Gastrointestinal absorption of inorganic arsenic (V): The effect of concentration and interactions with phosphate and dichromate.

The absorption of inorganic pentavalent arsenic (As) by the rat small intestine was investigated using 2 different procedures: In vivo determination of overall extent of gastrointestinal absorption; and an intestinal perfusion technique. The aim was to determine the effect of concentration and the interaction with phosphate and dichromate anions on gastrointestinal absorption of As to understand the mechanism of As absorption at intestinal level. The results indicate there is a direct relationship, although not proportional, between the received dose and the absorbed amount of As.
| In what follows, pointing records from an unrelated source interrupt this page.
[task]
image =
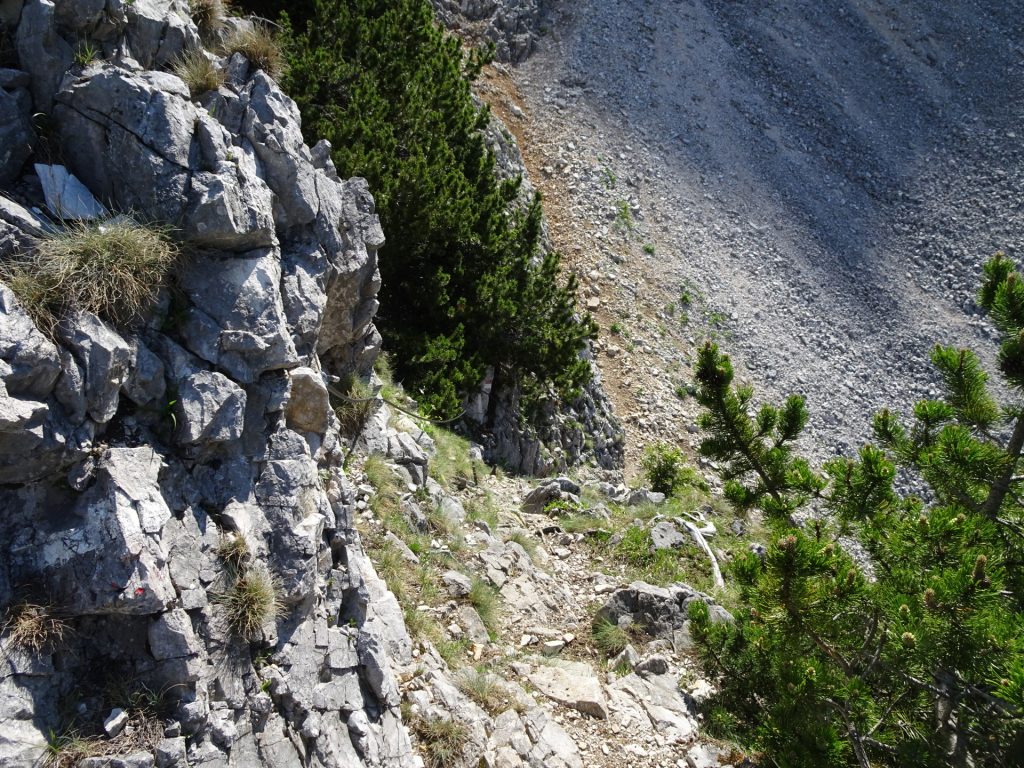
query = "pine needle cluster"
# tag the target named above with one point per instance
(464, 283)
(915, 655)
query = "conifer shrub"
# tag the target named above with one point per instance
(919, 662)
(114, 269)
(665, 467)
(465, 286)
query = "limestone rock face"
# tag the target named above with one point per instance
(512, 26)
(132, 459)
(16, 135)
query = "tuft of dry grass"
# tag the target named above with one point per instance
(198, 72)
(34, 628)
(251, 601)
(209, 15)
(609, 638)
(355, 408)
(233, 550)
(441, 741)
(260, 46)
(114, 269)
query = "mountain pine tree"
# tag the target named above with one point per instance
(913, 653)
(464, 285)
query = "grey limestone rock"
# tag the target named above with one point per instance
(145, 381)
(212, 409)
(66, 196)
(271, 124)
(458, 585)
(512, 26)
(308, 407)
(660, 610)
(42, 51)
(104, 556)
(159, 31)
(238, 322)
(572, 684)
(16, 134)
(33, 364)
(171, 636)
(129, 137)
(665, 536)
(104, 358)
(18, 227)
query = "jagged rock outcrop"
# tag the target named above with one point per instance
(130, 459)
(512, 26)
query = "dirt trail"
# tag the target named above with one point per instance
(815, 184)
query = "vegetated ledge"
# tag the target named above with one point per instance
(182, 580)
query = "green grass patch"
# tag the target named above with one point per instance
(609, 638)
(198, 72)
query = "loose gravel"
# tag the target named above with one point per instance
(813, 184)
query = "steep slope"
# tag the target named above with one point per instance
(816, 183)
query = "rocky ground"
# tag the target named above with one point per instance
(814, 185)
(548, 620)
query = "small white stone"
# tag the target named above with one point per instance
(116, 722)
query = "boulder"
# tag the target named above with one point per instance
(308, 407)
(666, 536)
(33, 364)
(271, 123)
(66, 196)
(171, 636)
(42, 51)
(16, 134)
(659, 610)
(18, 227)
(572, 684)
(104, 358)
(129, 137)
(159, 31)
(238, 322)
(104, 555)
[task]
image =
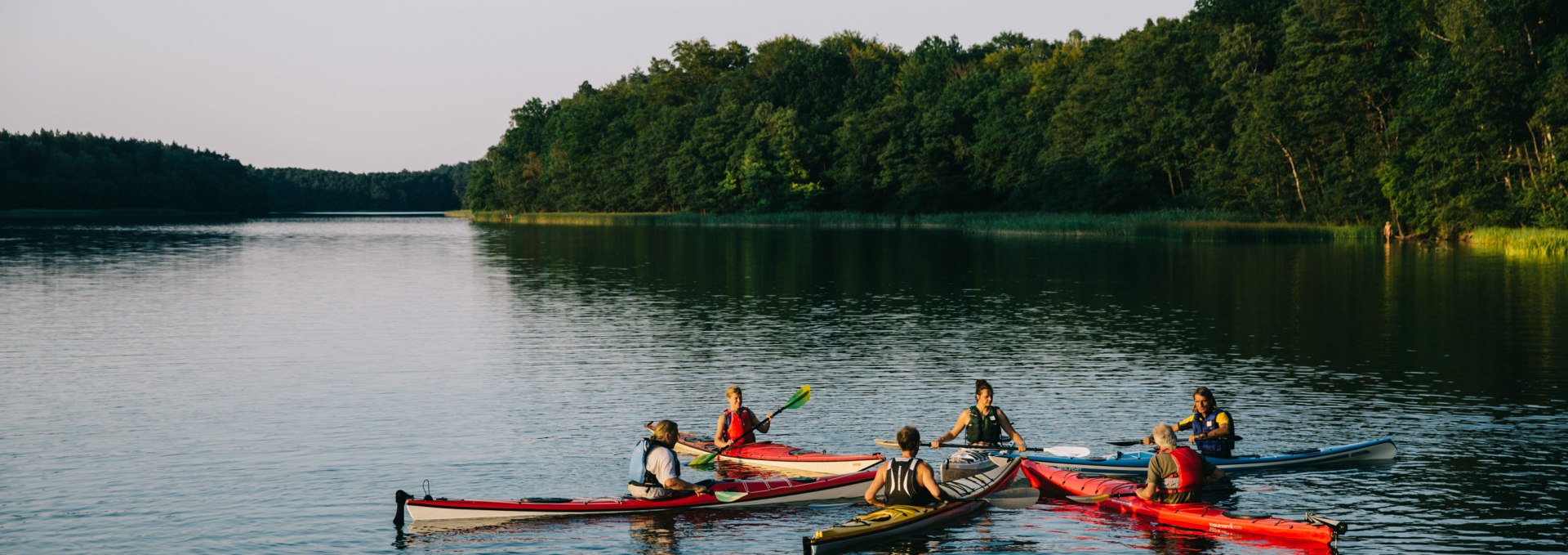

Intestinal absorption of As appears carried out by a saturable transport process. The phosphate produces a pronounced decrease in the intestinal absorption of As due to the fact that phosphate and As can share the same transport mechanism which is an active secondary carrier-mediated system depending on Na+ and H+ gradient. Addition of dichromate to perfusion buffers significantly (p > 0.05) increased As absorption. Several hypothesis may explain this fact: Dichromate produces pH modifications at the intracellular level, providing an adequate H(+)-gradient for As absorption; dichromate exerts a caustic effect, which damages the intestinal wall at the microvilli level. This allows free diffusion of As through the resulting openings.